Feb 24, 2011
Google made a substantial revision to its search algorithm today, the company says. And while no one in particular is being called out, it’s clear that the big losers are content farms and related spammy-content producers who have been having an absolute field day on Google over the last couple of years.
11.8% of search queries have been “noticeably” updated, says Google – meaning there have been changes in the top 2-3 results.
Google is also making it clear that they have not used user data from a recent Chrome extension they released which lets users block specific sites in Google results that annoy them.
Google is saying they’ve compared the data they’ve collected from that extension to the sites most impacted in the new search rollout. 84% of the most blocked sites via the Chrome extension were impacted, they say.
What are those sites? Google isn’t saying. But the changes are designed to weed out low-value content, they say, such as content copied from other websites or non-useful content. That means sites like Demand Media, Associated Content and Mahalo are likely on the list.

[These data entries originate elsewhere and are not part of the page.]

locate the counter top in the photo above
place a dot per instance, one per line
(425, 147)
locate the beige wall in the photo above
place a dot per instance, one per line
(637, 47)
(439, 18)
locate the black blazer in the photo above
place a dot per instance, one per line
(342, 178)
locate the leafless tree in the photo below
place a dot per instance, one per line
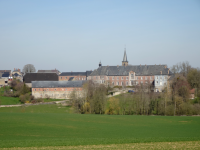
(29, 68)
(182, 68)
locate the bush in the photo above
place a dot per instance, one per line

In a couple of months traffic data to those sites will likely confirm that they were impacted.
In a post a couple of weeks ago I heavily criticized Google for lack of quality search results, particularly in certain categories like travel and commerce. It’s unclear if these changes will fix all that, but I’m keeping an open mind.
And either way, the time when content farms dominated Google search results may be finally coming to an end. Cheers to that.